HealthDay News — For patients undergoing total knee arthroplasty, abelacimab, a monoclonal antibody that binds to factor XI and locks it in the zymogen conformation, is effective for preventing venous thromboembolism without increasing the risk for bleeding, according to a study published online July 19 in the New England Journal of Medicine to coincide with the annual congress of the International Society on Thrombosis and Haemostasis, held virtually from July 17 to 21.
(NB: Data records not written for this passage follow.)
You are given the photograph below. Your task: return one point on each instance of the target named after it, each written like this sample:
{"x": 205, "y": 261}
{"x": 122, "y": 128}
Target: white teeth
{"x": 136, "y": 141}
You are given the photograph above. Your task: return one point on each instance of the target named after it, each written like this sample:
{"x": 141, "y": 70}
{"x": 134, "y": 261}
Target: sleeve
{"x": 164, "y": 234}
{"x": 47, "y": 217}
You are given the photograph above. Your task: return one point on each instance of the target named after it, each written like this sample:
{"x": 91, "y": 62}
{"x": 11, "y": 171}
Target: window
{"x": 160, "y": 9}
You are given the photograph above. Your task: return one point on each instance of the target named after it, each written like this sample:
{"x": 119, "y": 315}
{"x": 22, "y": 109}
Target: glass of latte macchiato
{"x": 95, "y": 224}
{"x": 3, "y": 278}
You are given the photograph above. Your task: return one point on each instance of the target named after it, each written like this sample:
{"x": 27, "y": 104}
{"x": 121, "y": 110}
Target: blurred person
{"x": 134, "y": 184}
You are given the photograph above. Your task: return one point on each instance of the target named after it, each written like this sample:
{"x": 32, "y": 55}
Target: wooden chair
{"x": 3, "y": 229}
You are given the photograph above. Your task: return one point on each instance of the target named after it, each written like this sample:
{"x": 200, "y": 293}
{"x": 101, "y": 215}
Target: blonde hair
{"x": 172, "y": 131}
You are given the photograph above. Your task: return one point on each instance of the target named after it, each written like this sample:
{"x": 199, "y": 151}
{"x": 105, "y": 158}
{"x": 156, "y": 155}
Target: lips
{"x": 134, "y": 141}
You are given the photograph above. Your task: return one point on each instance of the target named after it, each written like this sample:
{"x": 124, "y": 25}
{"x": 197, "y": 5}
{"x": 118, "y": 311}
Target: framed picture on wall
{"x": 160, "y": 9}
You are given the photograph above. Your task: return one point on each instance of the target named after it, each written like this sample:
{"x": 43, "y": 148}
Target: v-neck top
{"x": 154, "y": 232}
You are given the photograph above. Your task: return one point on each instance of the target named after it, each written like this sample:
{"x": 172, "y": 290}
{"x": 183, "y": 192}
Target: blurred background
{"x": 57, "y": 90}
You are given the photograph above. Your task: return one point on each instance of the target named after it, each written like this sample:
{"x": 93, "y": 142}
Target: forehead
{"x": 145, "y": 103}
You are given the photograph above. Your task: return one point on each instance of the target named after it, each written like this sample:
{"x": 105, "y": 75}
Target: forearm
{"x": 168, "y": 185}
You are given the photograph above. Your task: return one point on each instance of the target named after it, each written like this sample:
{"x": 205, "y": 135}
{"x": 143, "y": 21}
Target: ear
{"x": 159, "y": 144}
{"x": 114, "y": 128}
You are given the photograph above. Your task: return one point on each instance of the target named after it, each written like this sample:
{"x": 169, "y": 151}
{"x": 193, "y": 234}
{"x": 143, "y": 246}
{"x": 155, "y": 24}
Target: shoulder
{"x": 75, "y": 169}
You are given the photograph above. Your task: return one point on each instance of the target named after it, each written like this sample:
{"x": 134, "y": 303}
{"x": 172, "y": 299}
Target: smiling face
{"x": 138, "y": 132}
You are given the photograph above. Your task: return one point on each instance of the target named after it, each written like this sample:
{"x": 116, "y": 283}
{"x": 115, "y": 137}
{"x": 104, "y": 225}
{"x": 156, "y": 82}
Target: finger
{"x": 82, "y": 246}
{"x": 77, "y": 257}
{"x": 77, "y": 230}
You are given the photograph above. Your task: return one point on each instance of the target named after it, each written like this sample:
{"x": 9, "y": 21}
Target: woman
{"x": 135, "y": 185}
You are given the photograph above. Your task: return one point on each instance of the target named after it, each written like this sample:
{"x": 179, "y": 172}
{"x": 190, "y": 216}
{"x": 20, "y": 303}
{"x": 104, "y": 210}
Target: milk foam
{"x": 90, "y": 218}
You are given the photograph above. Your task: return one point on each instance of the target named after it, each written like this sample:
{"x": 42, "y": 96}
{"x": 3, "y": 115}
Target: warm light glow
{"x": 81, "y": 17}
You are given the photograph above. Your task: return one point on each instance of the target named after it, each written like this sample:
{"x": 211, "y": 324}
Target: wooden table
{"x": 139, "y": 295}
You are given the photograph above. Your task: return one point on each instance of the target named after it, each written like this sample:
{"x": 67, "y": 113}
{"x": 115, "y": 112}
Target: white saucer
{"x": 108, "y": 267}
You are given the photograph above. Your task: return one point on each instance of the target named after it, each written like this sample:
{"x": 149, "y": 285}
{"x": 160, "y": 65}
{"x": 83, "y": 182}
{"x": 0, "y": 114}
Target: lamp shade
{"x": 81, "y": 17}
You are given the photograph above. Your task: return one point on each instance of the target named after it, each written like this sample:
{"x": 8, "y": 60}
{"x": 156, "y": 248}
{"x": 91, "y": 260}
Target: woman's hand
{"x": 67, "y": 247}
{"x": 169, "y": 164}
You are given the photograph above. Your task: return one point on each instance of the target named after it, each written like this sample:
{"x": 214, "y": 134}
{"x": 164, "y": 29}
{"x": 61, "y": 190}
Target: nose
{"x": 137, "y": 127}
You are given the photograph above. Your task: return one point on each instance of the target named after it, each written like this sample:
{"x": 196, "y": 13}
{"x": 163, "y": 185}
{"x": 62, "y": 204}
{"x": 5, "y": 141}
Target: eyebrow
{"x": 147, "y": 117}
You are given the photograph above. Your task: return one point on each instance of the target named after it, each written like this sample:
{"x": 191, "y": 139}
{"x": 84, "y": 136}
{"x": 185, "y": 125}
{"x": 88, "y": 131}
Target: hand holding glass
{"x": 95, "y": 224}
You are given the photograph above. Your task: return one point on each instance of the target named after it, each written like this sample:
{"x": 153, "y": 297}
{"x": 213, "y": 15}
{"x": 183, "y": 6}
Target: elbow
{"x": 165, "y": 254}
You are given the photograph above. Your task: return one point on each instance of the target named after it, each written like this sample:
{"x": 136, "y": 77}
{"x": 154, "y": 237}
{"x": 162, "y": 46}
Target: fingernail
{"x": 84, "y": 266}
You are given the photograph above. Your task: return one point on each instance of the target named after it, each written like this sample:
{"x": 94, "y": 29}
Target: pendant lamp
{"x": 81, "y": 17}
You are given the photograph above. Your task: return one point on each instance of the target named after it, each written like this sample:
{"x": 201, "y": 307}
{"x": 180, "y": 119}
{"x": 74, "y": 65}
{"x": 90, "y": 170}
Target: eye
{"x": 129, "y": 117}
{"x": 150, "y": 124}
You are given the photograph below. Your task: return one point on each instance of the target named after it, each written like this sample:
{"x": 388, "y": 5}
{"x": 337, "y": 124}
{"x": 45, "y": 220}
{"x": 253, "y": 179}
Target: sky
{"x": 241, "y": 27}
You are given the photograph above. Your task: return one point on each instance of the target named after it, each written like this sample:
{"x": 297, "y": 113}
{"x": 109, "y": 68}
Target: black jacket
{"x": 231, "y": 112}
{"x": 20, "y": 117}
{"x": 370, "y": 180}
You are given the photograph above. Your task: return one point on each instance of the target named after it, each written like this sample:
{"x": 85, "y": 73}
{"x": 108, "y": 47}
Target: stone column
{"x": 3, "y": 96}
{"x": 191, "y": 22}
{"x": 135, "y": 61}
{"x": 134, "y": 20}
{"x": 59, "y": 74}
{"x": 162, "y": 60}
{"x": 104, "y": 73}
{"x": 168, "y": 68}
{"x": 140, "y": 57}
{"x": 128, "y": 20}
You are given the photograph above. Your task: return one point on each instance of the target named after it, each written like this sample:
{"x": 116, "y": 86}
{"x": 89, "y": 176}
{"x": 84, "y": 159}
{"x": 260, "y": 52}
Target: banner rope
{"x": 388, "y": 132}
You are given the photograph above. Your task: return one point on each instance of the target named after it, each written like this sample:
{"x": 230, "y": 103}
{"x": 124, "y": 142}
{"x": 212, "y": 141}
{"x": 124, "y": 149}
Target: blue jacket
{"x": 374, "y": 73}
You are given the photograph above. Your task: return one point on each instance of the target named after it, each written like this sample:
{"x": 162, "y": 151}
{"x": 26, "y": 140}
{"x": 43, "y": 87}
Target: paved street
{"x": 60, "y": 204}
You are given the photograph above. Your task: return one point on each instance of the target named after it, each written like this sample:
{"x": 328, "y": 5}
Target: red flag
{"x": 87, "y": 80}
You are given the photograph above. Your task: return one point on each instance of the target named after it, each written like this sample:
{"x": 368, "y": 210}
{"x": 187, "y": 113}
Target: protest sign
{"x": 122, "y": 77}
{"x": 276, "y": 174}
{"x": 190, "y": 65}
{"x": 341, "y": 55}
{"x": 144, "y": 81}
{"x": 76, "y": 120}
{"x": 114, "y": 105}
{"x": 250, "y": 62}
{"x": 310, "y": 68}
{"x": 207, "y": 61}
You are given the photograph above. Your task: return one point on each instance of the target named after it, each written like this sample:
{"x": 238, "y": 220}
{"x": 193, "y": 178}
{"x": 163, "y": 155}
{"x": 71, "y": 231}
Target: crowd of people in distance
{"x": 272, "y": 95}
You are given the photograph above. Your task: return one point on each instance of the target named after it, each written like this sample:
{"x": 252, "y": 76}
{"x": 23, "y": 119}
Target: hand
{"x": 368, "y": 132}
Peter Verhamme, M.D., from Katholieke Universiteit Leuven in Belgium, and colleagues conducted an open-label trial involving 412 patients undergoing total knee arthroplasty who were randomly assigned to one of three regimens of abelacimab (30, 75, or 150 mg) administered postoperatively in a single intravenous dose or to once-daily enoxaparin administered subcutaneously. The primary efficacy outcome was venous thromboembolism; the principal safety outcome was a composite of major or clinically relevant nonmajor bleeding up to 30 days following surgery.
The researchers found that venous thromboembolism occurred in 13, 5, and 4 percent of patients in the 30-, 75-, and 150-mg abelacimab groups, respectively, compared with 22 percent in the enoxaparin group. The 30-mg abelacimab group was noninferior to enoxaparin, while superiority was demonstrated for the 75- and 150-mg abelacimab regimens versus enoxaparin. In the 30-, 75-, and 150-mg abelacimab groups, bleeding occurred in 2, 2, and 0 percent of patients, respectively, while there were no cases of bleeding observed in the enoxaparin group.
“Abelacimab reduced the risk of postoperative thromboembolism to a greater extent than conventional anticoagulants such as enoxaparin, without increasing the risk of bleeding,” the authors write.
Several authors disclosed financial ties to Anthos Therapeutics, which manufactures abelacimab and funded the study.